This article is part of the supplement: Selected articles from the Second IEEE International Conference on Computational Advances in Bio and Medical Sciences (ICCABS 2012): Genomics
Filtering of MS/MS data for peptide identification
1 SUNY Binghamton Computer Science Department, Binghamton, NY, USA
2 SUNY Binghamton Biological Sciences Department, Binghamton, NY, USA
BMC Genomics 2013, 14(Suppl 7):S2 doi:10.1186/1471-2164-14-S7-S2Published: 5 November 2013
The identification of proteins based on analysis of tandem mass spectrometry (MS/MS) data is a valuable tool that is not fully realized because of the difficulty in carrying out automated analysis of large numbers of spectra. MS/MS spectra consist of peaks that represent each peptide fragment, usually b and y ions, with experimentally determined mass to charge ratios. Whether the strategy employed is database matching or De Novo sequencing, a major obstacle is distinguishing signal from noise. Improved ability to distinguish signal peaks of low intensity from background noise increases the likelihood of correctly identifying the peptide, as valuable information is preserved while extraneous information is not left to mislead.

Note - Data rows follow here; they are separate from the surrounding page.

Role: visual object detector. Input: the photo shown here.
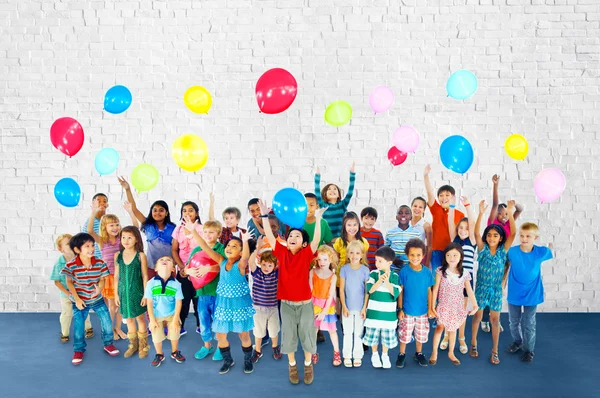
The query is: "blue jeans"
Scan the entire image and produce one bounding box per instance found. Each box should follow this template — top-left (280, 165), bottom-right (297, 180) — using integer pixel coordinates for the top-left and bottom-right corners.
top-left (197, 296), bottom-right (217, 343)
top-left (508, 304), bottom-right (537, 352)
top-left (73, 298), bottom-right (114, 352)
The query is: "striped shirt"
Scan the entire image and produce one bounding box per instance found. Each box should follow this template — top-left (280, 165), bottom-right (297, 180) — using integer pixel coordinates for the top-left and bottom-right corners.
top-left (315, 173), bottom-right (356, 238)
top-left (365, 270), bottom-right (402, 329)
top-left (252, 267), bottom-right (279, 307)
top-left (62, 256), bottom-right (110, 305)
top-left (360, 227), bottom-right (385, 271)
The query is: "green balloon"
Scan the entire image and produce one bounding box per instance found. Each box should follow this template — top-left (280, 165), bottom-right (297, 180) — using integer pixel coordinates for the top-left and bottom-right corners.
top-left (325, 101), bottom-right (352, 127)
top-left (131, 163), bottom-right (160, 192)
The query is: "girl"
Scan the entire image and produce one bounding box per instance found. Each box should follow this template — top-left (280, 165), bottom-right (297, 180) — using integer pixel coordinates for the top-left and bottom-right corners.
top-left (429, 242), bottom-right (477, 365)
top-left (114, 226), bottom-right (150, 358)
top-left (171, 202), bottom-right (202, 335)
top-left (183, 220), bottom-right (255, 374)
top-left (470, 200), bottom-right (515, 365)
top-left (315, 162), bottom-right (356, 238)
top-left (340, 240), bottom-right (369, 368)
top-left (308, 245), bottom-right (342, 366)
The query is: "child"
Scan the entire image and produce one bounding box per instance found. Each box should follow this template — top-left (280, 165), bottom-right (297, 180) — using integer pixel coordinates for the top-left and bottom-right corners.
top-left (396, 239), bottom-right (435, 368)
top-left (308, 245), bottom-right (342, 366)
top-left (507, 222), bottom-right (553, 363)
top-left (50, 234), bottom-right (94, 343)
top-left (250, 238), bottom-right (282, 363)
top-left (364, 246), bottom-right (402, 369)
top-left (360, 207), bottom-right (385, 271)
top-left (340, 240), bottom-right (369, 368)
top-left (62, 232), bottom-right (119, 365)
top-left (259, 200), bottom-right (327, 384)
top-left (469, 200), bottom-right (515, 365)
top-left (114, 226), bottom-right (150, 358)
top-left (429, 242), bottom-right (477, 365)
top-left (423, 165), bottom-right (465, 271)
top-left (184, 220), bottom-right (255, 374)
top-left (171, 201), bottom-right (202, 336)
top-left (315, 162), bottom-right (356, 238)
top-left (144, 257), bottom-right (185, 368)
top-left (302, 193), bottom-right (334, 246)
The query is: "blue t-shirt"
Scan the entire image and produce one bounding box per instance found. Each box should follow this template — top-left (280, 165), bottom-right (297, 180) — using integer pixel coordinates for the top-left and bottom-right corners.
top-left (507, 246), bottom-right (552, 306)
top-left (400, 265), bottom-right (435, 316)
top-left (340, 264), bottom-right (369, 311)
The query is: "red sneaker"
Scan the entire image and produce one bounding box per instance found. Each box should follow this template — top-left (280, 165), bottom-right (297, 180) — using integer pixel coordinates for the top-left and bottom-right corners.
top-left (71, 352), bottom-right (83, 365)
top-left (104, 344), bottom-right (120, 357)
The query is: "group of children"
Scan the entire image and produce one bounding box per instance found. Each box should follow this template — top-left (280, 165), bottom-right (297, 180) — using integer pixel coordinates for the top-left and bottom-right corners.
top-left (51, 165), bottom-right (552, 384)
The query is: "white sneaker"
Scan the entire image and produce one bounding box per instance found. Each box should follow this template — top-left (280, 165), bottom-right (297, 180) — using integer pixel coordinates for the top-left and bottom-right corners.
top-left (371, 352), bottom-right (382, 369)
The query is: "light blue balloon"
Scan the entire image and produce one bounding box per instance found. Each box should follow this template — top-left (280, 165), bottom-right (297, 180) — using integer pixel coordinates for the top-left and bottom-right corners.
top-left (94, 148), bottom-right (119, 176)
top-left (104, 86), bottom-right (131, 114)
top-left (54, 178), bottom-right (81, 207)
top-left (273, 188), bottom-right (310, 229)
top-left (440, 135), bottom-right (474, 174)
top-left (446, 69), bottom-right (478, 100)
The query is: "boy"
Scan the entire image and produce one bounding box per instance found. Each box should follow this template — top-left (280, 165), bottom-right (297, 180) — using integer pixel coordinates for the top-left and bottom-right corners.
top-left (50, 234), bottom-right (94, 343)
top-left (423, 165), bottom-right (465, 272)
top-left (360, 207), bottom-right (385, 271)
top-left (302, 193), bottom-right (334, 246)
top-left (144, 256), bottom-right (185, 368)
top-left (507, 222), bottom-right (553, 363)
top-left (259, 200), bottom-right (327, 384)
top-left (62, 232), bottom-right (119, 365)
top-left (363, 246), bottom-right (402, 369)
top-left (396, 239), bottom-right (435, 368)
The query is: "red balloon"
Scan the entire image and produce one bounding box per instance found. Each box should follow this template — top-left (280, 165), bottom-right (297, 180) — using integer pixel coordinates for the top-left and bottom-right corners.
top-left (50, 117), bottom-right (84, 157)
top-left (388, 146), bottom-right (408, 166)
top-left (188, 251), bottom-right (218, 289)
top-left (256, 68), bottom-right (298, 115)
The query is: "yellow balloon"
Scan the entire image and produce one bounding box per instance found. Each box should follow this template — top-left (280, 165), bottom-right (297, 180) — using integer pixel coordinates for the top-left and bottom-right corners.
top-left (504, 134), bottom-right (529, 160)
top-left (171, 134), bottom-right (208, 172)
top-left (183, 86), bottom-right (212, 113)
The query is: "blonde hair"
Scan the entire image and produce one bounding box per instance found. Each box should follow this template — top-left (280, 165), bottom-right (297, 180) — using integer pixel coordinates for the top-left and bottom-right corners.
top-left (310, 245), bottom-right (339, 271)
top-left (54, 234), bottom-right (73, 250)
top-left (99, 214), bottom-right (121, 244)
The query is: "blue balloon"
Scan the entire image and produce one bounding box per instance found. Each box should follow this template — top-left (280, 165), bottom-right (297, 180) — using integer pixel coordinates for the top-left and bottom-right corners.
top-left (273, 188), bottom-right (308, 228)
top-left (94, 148), bottom-right (119, 176)
top-left (104, 86), bottom-right (131, 115)
top-left (440, 135), bottom-right (474, 174)
top-left (446, 69), bottom-right (478, 100)
top-left (54, 178), bottom-right (81, 207)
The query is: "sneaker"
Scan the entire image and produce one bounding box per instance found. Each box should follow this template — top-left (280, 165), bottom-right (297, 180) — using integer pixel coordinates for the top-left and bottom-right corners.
top-left (506, 342), bottom-right (521, 354)
top-left (414, 352), bottom-right (427, 366)
top-left (71, 352), bottom-right (83, 365)
top-left (171, 350), bottom-right (185, 363)
top-left (396, 354), bottom-right (406, 369)
top-left (104, 344), bottom-right (120, 357)
top-left (152, 354), bottom-right (165, 368)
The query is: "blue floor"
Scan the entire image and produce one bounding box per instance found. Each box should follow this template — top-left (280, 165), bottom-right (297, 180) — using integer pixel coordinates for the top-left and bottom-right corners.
top-left (0, 313), bottom-right (600, 398)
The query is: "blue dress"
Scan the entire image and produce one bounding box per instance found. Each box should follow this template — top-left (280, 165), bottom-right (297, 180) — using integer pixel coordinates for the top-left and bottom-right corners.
top-left (212, 260), bottom-right (256, 333)
top-left (475, 243), bottom-right (508, 312)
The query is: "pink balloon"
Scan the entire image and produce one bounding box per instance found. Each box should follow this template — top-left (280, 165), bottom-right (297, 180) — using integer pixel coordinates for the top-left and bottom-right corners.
top-left (369, 86), bottom-right (395, 114)
top-left (392, 126), bottom-right (421, 153)
top-left (533, 168), bottom-right (567, 203)
top-left (188, 251), bottom-right (218, 289)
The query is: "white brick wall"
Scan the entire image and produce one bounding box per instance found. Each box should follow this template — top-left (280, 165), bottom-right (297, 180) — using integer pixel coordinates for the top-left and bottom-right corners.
top-left (0, 0), bottom-right (600, 311)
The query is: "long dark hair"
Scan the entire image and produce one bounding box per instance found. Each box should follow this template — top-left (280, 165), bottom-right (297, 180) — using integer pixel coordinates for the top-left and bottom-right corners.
top-left (440, 242), bottom-right (465, 278)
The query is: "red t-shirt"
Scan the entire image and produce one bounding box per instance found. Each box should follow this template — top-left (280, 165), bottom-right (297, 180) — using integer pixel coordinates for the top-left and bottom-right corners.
top-left (273, 241), bottom-right (315, 301)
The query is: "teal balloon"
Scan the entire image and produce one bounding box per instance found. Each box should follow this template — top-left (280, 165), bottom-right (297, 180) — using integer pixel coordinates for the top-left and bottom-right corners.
top-left (94, 148), bottom-right (119, 176)
top-left (440, 135), bottom-right (474, 174)
top-left (54, 178), bottom-right (81, 207)
top-left (446, 69), bottom-right (478, 100)
top-left (273, 188), bottom-right (308, 228)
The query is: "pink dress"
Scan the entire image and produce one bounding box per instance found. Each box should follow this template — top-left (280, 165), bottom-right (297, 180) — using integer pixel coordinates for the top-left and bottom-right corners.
top-left (436, 268), bottom-right (471, 332)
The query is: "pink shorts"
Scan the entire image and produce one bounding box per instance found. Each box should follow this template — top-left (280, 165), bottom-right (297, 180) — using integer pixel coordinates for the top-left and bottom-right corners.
top-left (398, 314), bottom-right (429, 344)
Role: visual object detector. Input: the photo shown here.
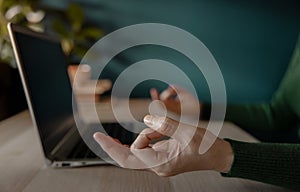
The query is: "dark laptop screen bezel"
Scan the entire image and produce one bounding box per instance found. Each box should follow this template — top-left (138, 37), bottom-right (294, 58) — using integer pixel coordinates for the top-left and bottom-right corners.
top-left (8, 23), bottom-right (75, 161)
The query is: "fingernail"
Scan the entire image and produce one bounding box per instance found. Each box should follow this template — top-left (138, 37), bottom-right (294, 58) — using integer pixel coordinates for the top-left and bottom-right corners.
top-left (144, 115), bottom-right (153, 126)
top-left (93, 132), bottom-right (105, 143)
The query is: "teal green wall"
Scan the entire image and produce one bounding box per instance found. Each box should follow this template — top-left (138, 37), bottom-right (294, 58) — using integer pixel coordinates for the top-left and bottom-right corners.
top-left (42, 0), bottom-right (300, 103)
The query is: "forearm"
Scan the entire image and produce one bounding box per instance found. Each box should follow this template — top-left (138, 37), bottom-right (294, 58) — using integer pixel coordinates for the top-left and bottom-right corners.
top-left (222, 139), bottom-right (300, 190)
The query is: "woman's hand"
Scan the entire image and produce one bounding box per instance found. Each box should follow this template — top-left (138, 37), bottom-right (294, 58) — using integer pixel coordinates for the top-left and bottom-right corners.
top-left (150, 85), bottom-right (201, 119)
top-left (94, 115), bottom-right (233, 176)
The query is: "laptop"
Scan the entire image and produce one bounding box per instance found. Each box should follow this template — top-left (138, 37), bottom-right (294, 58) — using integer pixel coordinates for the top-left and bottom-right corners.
top-left (8, 23), bottom-right (137, 167)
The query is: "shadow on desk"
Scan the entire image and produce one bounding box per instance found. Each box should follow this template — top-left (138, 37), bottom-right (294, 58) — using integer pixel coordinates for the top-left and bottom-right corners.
top-left (0, 111), bottom-right (296, 192)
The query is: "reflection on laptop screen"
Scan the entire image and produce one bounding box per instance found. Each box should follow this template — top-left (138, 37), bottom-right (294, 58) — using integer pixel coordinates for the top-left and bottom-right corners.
top-left (14, 31), bottom-right (74, 154)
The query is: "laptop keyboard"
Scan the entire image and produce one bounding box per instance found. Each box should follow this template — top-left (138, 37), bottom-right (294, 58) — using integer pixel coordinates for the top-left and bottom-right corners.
top-left (68, 123), bottom-right (138, 159)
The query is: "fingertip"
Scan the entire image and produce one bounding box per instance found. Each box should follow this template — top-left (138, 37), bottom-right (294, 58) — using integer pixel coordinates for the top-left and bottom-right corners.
top-left (150, 88), bottom-right (159, 100)
top-left (93, 132), bottom-right (106, 141)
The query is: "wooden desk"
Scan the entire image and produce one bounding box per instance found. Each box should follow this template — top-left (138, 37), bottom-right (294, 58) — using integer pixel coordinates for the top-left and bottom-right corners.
top-left (0, 111), bottom-right (296, 192)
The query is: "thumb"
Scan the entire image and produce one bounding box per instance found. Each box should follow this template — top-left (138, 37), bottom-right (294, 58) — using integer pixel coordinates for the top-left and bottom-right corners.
top-left (144, 115), bottom-right (179, 137)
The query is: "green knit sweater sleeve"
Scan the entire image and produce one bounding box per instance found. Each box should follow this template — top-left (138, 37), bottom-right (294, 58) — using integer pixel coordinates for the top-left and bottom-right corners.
top-left (202, 35), bottom-right (300, 190)
top-left (222, 139), bottom-right (300, 190)
top-left (225, 33), bottom-right (300, 134)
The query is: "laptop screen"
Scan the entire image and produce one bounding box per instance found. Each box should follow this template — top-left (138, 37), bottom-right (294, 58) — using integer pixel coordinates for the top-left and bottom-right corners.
top-left (12, 26), bottom-right (74, 157)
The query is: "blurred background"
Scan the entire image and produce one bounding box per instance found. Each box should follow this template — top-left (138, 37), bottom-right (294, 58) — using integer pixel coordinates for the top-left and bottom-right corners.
top-left (0, 0), bottom-right (300, 119)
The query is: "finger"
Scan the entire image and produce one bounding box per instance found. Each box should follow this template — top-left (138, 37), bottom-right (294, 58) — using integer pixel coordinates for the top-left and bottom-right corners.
top-left (144, 115), bottom-right (197, 146)
top-left (160, 86), bottom-right (177, 101)
top-left (150, 88), bottom-right (159, 100)
top-left (144, 115), bottom-right (179, 137)
top-left (113, 138), bottom-right (122, 144)
top-left (131, 128), bottom-right (164, 149)
top-left (94, 132), bottom-right (145, 169)
top-left (130, 148), bottom-right (168, 168)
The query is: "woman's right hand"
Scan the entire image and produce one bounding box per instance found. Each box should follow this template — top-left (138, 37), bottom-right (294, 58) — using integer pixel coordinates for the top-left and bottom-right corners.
top-left (150, 85), bottom-right (201, 116)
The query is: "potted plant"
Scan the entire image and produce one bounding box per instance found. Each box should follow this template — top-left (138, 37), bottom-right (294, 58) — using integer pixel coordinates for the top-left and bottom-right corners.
top-left (0, 0), bottom-right (102, 120)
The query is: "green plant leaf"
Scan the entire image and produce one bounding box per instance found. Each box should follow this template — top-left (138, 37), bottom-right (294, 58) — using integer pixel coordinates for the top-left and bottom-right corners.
top-left (81, 27), bottom-right (103, 39)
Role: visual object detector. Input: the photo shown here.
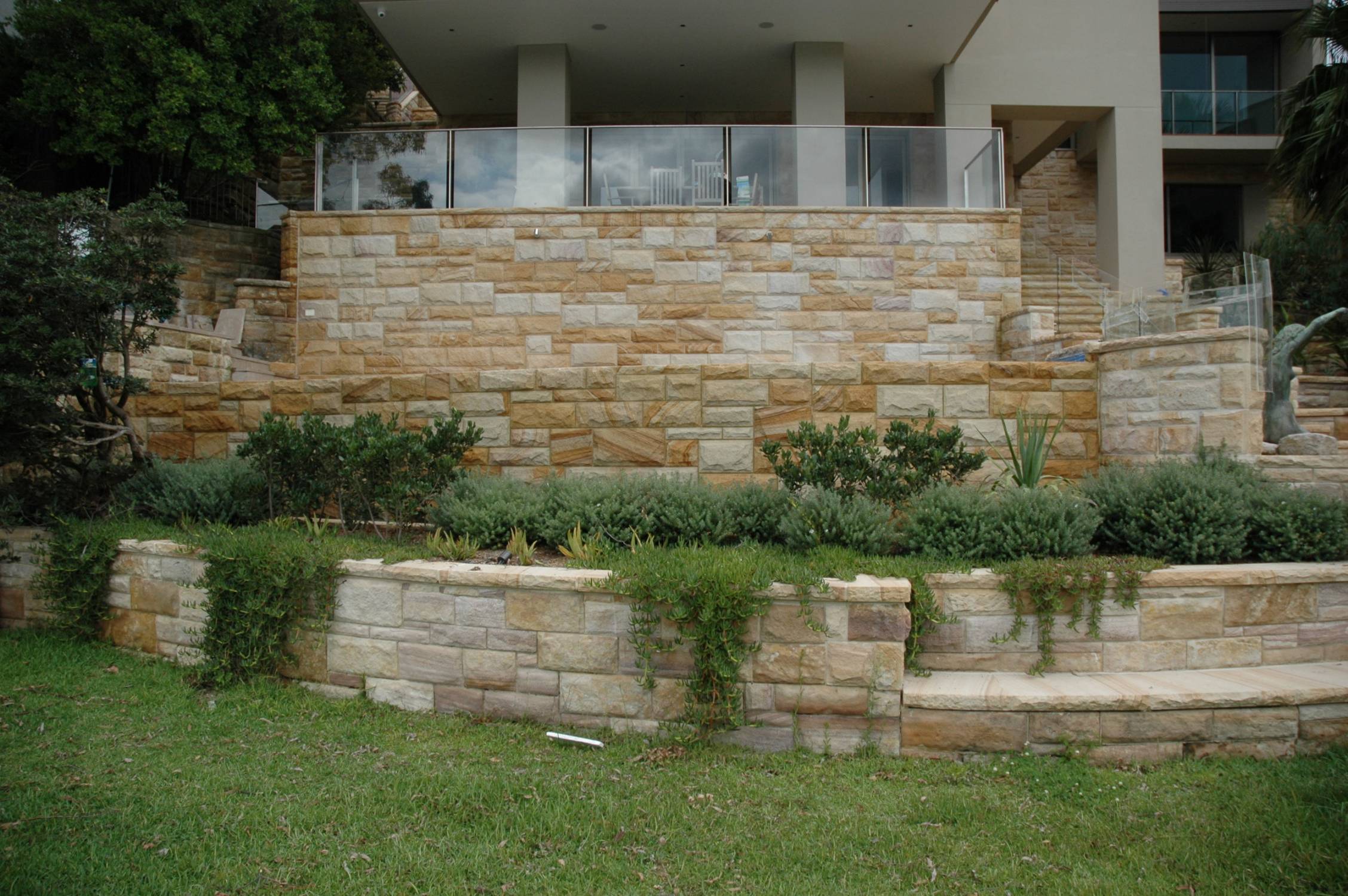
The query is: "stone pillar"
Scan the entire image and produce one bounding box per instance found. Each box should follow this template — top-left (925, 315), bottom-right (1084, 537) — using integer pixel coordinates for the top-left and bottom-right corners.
top-left (1090, 327), bottom-right (1264, 461)
top-left (515, 43), bottom-right (572, 207)
top-left (791, 43), bottom-right (841, 205)
top-left (1095, 106), bottom-right (1166, 291)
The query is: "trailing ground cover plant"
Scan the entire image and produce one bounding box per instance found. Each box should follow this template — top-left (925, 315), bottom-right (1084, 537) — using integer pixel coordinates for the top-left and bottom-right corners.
top-left (611, 547), bottom-right (822, 738)
top-left (32, 517), bottom-right (119, 639)
top-left (992, 557), bottom-right (1165, 675)
top-left (198, 520), bottom-right (345, 687)
top-left (760, 411), bottom-right (987, 507)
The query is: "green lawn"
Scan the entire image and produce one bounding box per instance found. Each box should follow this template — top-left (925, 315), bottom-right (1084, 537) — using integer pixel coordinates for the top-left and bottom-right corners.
top-left (0, 633), bottom-right (1348, 896)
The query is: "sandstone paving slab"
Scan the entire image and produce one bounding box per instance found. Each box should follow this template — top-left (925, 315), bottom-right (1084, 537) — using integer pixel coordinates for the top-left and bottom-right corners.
top-left (903, 663), bottom-right (1348, 711)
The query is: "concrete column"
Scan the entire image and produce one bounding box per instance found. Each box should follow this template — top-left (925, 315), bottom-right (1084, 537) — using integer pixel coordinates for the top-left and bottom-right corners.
top-left (515, 43), bottom-right (572, 128)
top-left (1095, 106), bottom-right (1166, 291)
top-left (933, 65), bottom-right (992, 207)
top-left (791, 43), bottom-right (847, 205)
top-left (515, 43), bottom-right (572, 207)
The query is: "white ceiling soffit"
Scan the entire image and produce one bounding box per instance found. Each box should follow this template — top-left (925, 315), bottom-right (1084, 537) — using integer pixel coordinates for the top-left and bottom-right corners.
top-left (357, 0), bottom-right (988, 115)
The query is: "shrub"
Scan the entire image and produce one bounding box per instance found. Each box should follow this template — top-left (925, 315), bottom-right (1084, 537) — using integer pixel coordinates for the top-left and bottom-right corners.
top-left (760, 411), bottom-right (987, 507)
top-left (1248, 485), bottom-right (1348, 563)
top-left (1081, 458), bottom-right (1259, 563)
top-left (120, 458), bottom-right (267, 526)
top-left (427, 473), bottom-right (544, 548)
top-left (200, 520), bottom-right (344, 687)
top-left (713, 485), bottom-right (791, 544)
top-left (994, 488), bottom-right (1100, 560)
top-left (238, 410), bottom-right (483, 527)
top-left (902, 485), bottom-right (997, 559)
top-left (780, 490), bottom-right (895, 554)
top-left (32, 518), bottom-right (117, 637)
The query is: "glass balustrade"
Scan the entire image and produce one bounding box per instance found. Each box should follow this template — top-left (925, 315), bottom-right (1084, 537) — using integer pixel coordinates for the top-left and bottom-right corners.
top-left (1160, 90), bottom-right (1278, 135)
top-left (315, 125), bottom-right (1004, 210)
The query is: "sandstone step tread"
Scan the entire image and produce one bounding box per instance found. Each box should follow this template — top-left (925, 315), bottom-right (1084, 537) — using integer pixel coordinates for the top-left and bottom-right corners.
top-left (903, 662), bottom-right (1348, 711)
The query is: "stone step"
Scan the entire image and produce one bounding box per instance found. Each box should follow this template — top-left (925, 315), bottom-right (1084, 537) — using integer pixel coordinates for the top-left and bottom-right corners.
top-left (903, 662), bottom-right (1348, 713)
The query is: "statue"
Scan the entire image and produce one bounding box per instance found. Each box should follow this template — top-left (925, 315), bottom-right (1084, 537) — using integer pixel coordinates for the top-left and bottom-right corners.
top-left (1264, 309), bottom-right (1348, 443)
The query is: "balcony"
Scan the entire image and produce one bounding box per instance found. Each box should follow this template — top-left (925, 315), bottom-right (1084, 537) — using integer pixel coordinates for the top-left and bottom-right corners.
top-left (314, 125), bottom-right (1006, 211)
top-left (1160, 90), bottom-right (1279, 136)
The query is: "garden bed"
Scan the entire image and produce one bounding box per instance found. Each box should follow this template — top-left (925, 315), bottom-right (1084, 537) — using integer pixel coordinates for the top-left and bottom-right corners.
top-left (0, 529), bottom-right (1348, 761)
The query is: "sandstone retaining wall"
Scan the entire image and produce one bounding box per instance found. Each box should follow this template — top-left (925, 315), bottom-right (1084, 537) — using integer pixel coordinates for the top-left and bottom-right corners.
top-left (121, 361), bottom-right (1099, 481)
top-left (922, 563), bottom-right (1348, 673)
top-left (282, 207), bottom-right (1021, 376)
top-left (0, 529), bottom-right (910, 753)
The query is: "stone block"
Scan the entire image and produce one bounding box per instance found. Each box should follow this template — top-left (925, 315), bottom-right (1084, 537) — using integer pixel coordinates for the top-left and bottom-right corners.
top-left (1223, 585), bottom-right (1318, 625)
top-left (365, 676), bottom-right (436, 713)
top-left (847, 604), bottom-right (911, 644)
top-left (1102, 642), bottom-right (1189, 673)
top-left (1138, 597), bottom-right (1229, 642)
top-left (327, 634), bottom-right (398, 678)
top-left (538, 632), bottom-right (617, 673)
top-left (559, 673), bottom-right (651, 718)
top-left (1212, 706), bottom-right (1298, 741)
top-left (403, 591), bottom-right (454, 625)
top-left (760, 604), bottom-right (826, 644)
top-left (1188, 636), bottom-right (1263, 668)
top-left (434, 685), bottom-right (485, 716)
top-left (454, 594), bottom-right (505, 628)
top-left (505, 591), bottom-right (585, 632)
top-left (903, 706), bottom-right (1030, 753)
top-left (1100, 708), bottom-right (1212, 744)
top-left (753, 642), bottom-right (828, 685)
top-left (825, 642), bottom-right (903, 690)
top-left (333, 576), bottom-right (403, 625)
top-left (131, 575), bottom-right (180, 616)
top-left (398, 644), bottom-right (464, 685)
top-left (462, 648), bottom-right (516, 690)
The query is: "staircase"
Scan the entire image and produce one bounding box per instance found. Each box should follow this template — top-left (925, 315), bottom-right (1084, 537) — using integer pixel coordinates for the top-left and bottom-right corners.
top-left (1021, 234), bottom-right (1117, 337)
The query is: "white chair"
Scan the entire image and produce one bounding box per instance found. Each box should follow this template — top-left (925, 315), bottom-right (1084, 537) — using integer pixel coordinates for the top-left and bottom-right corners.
top-left (651, 168), bottom-right (684, 205)
top-left (693, 159), bottom-right (725, 205)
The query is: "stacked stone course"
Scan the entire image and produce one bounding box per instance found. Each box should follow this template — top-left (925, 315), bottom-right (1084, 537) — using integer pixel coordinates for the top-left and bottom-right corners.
top-left (283, 207), bottom-right (1021, 376)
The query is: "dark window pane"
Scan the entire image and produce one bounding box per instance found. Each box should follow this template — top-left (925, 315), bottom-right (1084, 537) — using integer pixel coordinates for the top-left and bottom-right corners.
top-left (1166, 183), bottom-right (1242, 252)
top-left (1160, 32), bottom-right (1212, 90)
top-left (1212, 33), bottom-right (1278, 90)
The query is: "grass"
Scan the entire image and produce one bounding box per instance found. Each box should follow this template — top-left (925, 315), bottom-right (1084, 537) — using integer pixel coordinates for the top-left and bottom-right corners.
top-left (0, 632), bottom-right (1348, 896)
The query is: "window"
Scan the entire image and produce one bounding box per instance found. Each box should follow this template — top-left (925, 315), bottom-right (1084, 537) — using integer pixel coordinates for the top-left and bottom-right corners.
top-left (1166, 183), bottom-right (1243, 253)
top-left (1160, 32), bottom-right (1278, 133)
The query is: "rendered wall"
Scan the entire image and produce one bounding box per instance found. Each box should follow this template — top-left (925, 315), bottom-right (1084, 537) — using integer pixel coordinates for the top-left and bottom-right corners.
top-left (283, 207), bottom-right (1021, 376)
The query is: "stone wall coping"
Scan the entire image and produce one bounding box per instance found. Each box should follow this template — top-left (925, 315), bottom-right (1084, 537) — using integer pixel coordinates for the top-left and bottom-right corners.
top-left (903, 663), bottom-right (1348, 711)
top-left (926, 560), bottom-right (1348, 589)
top-left (1084, 326), bottom-right (1267, 354)
top-left (286, 205), bottom-right (1021, 218)
top-left (235, 278), bottom-right (294, 290)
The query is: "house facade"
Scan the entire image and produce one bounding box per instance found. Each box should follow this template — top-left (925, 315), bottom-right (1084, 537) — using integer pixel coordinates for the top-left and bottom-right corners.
top-left (284, 0), bottom-right (1315, 375)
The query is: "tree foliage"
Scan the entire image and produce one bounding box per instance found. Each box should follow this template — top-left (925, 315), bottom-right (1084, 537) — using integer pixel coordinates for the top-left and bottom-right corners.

This paper introduces an automated noise filtering method based on the construction of orthogonal polynomials. By subdividing the spectrum into a variable number (3 to 11) of bins, peaks that are considered "noise" are identified at a local level. Using a De Novo sequencing algorithm that we are developing, this filtering method was applied to a published dataset of more than 3000 mass spectra and an original dataset of more than 300 spectra. The samples were peptides from purified known proteins; therefore, the solutions could be compared to the correct sequences and the peaks corresponding to b, y and other fragments of significance could be identified. The same procedure was applied using two other published filtering methods. The ratios of the number of significant peaks that were preserved relative to the total number of peaks in each spectrum were determined. In the event that filtering out too many or too few signal peaks can lead to inaccuracy in sequence determination, the percentage of amino acid residues in the correct positions relative to the total number of amino acid residues in the correct sequence was also calculated for each sequence determined.
The results show that an orthogonal polynomial-based method of distinguishing signal peaks from background in mass spectra preserves a greater portion of signal peaks than compared methods, improving accuracy in sequence determination.